School board members have been warned not to sign a petition protesting against national standards, even if they personally object to them.
Boards have also been reminded they are legally bound to implement the standards and can take employment action against principals who block their introduction.
Opponents of national standards' immediate implementation have called the warnings an affront to democracy.
The Dominion Post has obtained a copy of the email, addressed to board chairs and sent by School Trustees Association president Lorraine Kerr this week. Principals were excluded from distribution.
Mrs Kerr confirmed yesterday the email's intention was in part to tell board members that even if they opposed the standards they were legally obliged to implement them.
It would be "unwise" for any board member to sign a petition against national standards, the email said.
It also contained the association's "legal perspective". "Employees of the board will need to do what the board requires to implement the national standards, and they will ultimately have to comply with any lawful instruction or face the potential consequences."
Principals are employed by school boards.
Mrs Kerr told The Dominion Post these consequences involved firing principals who opposed the implementation, but only as a "last resort".
The email said boards could be disestablished and replaced by commissioners if they refused to implement national standards.
"Obviously, this would be an extreme situation we would all hope that the situation would be resolved satisfactorily long before this point," the email said.
Boards were allowed to discuss national standards, however, board chairs had to control discussions to stop them becoming a "principal outburst or propaganda exercise".
The association represents the boards of 2260 schools.
Educational Institute president Frances Nelson, who represents primary teachers, said the association's warning against signing petitions was an affront to democracy.
"What have we got to be fearful about that we would give such harsh instructions?"
The tone of Mrs Kerr's email "won't sit well" with many boards and school staff, she said.
As well as the union's petition calling for the standards to be trialled before being nationally implemented, she was aware of two other similar parent-driven petitions.
Principals Federation president Ernie Buutveld said the email was a "veiled threat" to make principals behave.
Through specifically not addressed to principals, the email would doubtlessly end up in the hands of principals, who were board members. "She is saying trustees can't have an opinion. To me it's overstepping the mark a wee bit."

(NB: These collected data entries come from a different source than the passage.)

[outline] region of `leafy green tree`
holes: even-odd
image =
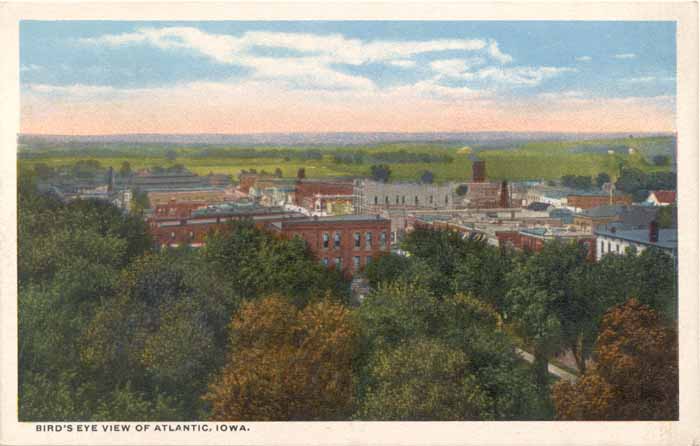
[[[547,364],[554,354],[571,350],[579,370],[597,333],[601,306],[573,280],[586,268],[587,253],[576,244],[548,242],[509,275],[508,317],[534,350],[538,387],[547,387]]]
[[[386,421],[488,420],[488,397],[469,372],[469,358],[436,340],[380,351],[370,363],[374,383],[359,419]]]
[[[173,162],[177,159],[177,152],[173,149],[168,149],[165,151],[165,159],[167,159],[170,162]]]
[[[423,173],[421,173],[421,176],[420,176],[421,183],[432,184],[434,179],[435,179],[435,175],[433,175],[433,173],[429,170],[424,170]]]
[[[122,177],[130,177],[132,174],[131,163],[128,161],[123,161],[121,167],[119,168],[119,175]]]
[[[374,181],[387,183],[391,177],[391,168],[387,164],[375,164],[370,168],[370,174]]]
[[[352,409],[356,329],[330,300],[298,310],[270,296],[244,305],[205,400],[215,420],[340,420]]]
[[[553,388],[562,420],[677,420],[678,342],[658,313],[636,299],[603,318],[596,363],[575,384]]]
[[[460,184],[459,186],[457,186],[456,192],[457,192],[457,195],[459,195],[460,197],[463,197],[463,196],[467,195],[467,192],[469,192],[469,186],[467,186],[466,184]]]
[[[595,184],[598,187],[602,187],[603,184],[611,182],[610,175],[608,175],[607,172],[601,172],[598,174],[598,176],[595,178]]]
[[[667,166],[671,162],[671,157],[668,155],[656,155],[652,158],[655,166]]]

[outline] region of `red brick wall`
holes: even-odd
[[[381,233],[386,234],[384,245],[380,242]],[[323,246],[323,234],[328,234],[328,247]],[[340,234],[340,247],[335,247],[335,234]],[[360,234],[360,247],[355,247],[355,233]],[[366,234],[372,234],[372,245],[367,246]],[[304,222],[303,224],[284,225],[281,236],[292,239],[301,237],[319,261],[328,259],[328,266],[333,267],[335,259],[342,259],[342,270],[346,275],[352,275],[354,270],[353,258],[360,257],[360,270],[367,266],[367,257],[375,260],[378,256],[388,253],[391,245],[391,221],[367,220],[347,222]]]
[[[174,201],[157,204],[153,210],[155,218],[187,218],[192,215],[192,211],[206,206],[204,202],[195,201]]]
[[[303,206],[305,200],[311,199],[316,194],[322,195],[352,195],[352,182],[334,182],[334,181],[298,181],[294,193],[295,203],[297,206]],[[308,201],[307,201],[308,203]]]
[[[566,203],[568,206],[581,208],[581,209],[591,209],[598,206],[605,206],[610,204],[609,195],[569,195],[566,197]],[[613,196],[613,204],[632,204],[632,198],[629,195],[616,194]]]

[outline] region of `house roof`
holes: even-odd
[[[552,205],[549,203],[542,203],[540,201],[534,201],[534,202],[530,203],[529,205],[527,205],[527,208],[531,211],[543,212],[543,211],[546,211],[547,209],[549,209],[551,206]]]
[[[659,241],[650,242],[649,241],[649,230],[648,229],[632,229],[632,230],[622,230],[611,232],[609,230],[596,230],[593,232],[595,235],[616,238],[620,240],[625,240],[628,242],[639,243],[642,245],[656,246],[663,249],[677,249],[678,248],[678,231],[676,229],[660,229],[659,230]]]
[[[576,215],[589,218],[605,218],[621,215],[625,211],[625,206],[620,205],[603,205],[594,208],[585,209]]]
[[[675,190],[655,190],[651,192],[659,203],[672,204],[676,202]]]

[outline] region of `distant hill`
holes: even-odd
[[[576,141],[583,139],[670,136],[662,133],[546,133],[546,132],[468,132],[468,133],[255,133],[225,134],[127,134],[127,135],[19,135],[19,143],[46,149],[65,144],[168,144],[239,146],[351,146],[390,142],[445,142],[488,147],[528,141]],[[30,147],[23,147],[30,148]]]

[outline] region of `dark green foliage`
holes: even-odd
[[[457,195],[459,195],[460,197],[463,197],[463,196],[467,195],[467,192],[469,192],[469,186],[467,186],[466,184],[460,184],[459,186],[457,186],[456,192],[457,192]]]
[[[387,183],[389,177],[391,177],[391,169],[386,164],[375,164],[370,167],[370,174],[374,181],[381,181]]]
[[[432,184],[434,179],[435,179],[435,176],[429,170],[424,170],[423,173],[421,173],[421,176],[420,176],[421,183]]]
[[[572,189],[588,190],[592,187],[591,177],[585,175],[564,175],[561,177],[561,184]]]
[[[168,161],[171,161],[171,162],[175,161],[176,158],[177,158],[177,152],[174,151],[173,149],[168,149],[165,151],[165,159],[167,159]]]
[[[671,162],[671,157],[668,155],[656,155],[652,158],[655,166],[668,166]]]
[[[651,190],[675,190],[676,174],[674,172],[644,173],[639,169],[622,169],[615,187],[631,194],[635,201],[643,201]]]
[[[610,181],[610,175],[608,175],[606,172],[599,173],[598,176],[595,178],[595,184],[598,187],[602,187],[603,184],[609,183]]]

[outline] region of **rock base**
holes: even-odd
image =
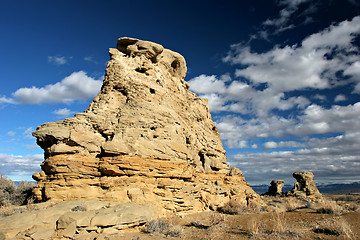
[[[56,155],[46,159],[42,169],[33,176],[37,201],[147,202],[179,214],[216,210],[230,199],[245,206],[262,202],[241,171],[201,173],[180,160]]]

He accused the association of doing Education Minister Anne Tolley's bidding, rather than representing its own members – around half of whom were concerned about the standards' hasty implementation.
However School Trustees Association president Lorraine Kerr has denied accusations, saying the email was intended to clarify boards' obligations in introducing the standards.
"I don't believe I am being a bully. How can you be a bully if really all you're quoting are facts?"
National standards were law and there would be legal consequences if they were not implemented, she said.
"We're just simply saying to boards, be very careful if you make a decision that's contrary to legislation."
Of the 2260 members of the School Trustees Association, 20 schools had called Mrs Kerr to thank her for the advice, while only about 18 had indicated they would not implement the standards, she said.
The email was necessary because boards were concerned that principals were sending out copies of a national standards survey to parents.
"This was purely about the survey that the Principals Federation put out," Mrs Kerr said.
The survey features questions such as, "Do you think it is wrong that children as young as 5 and 6 years should be labelled as failing?" and, "Does it concern you that your elected board of trustees (who are parents of the school and represent you) has been threatened with being sacked if it disagrees with implementing the standards?"
Mrs Tolley would not comment on the stoush last night, but said: "Lots of parents have been complaining to me about the misinformation and tactics being used by the unions and principals federation, who attack anyone that disagrees with them."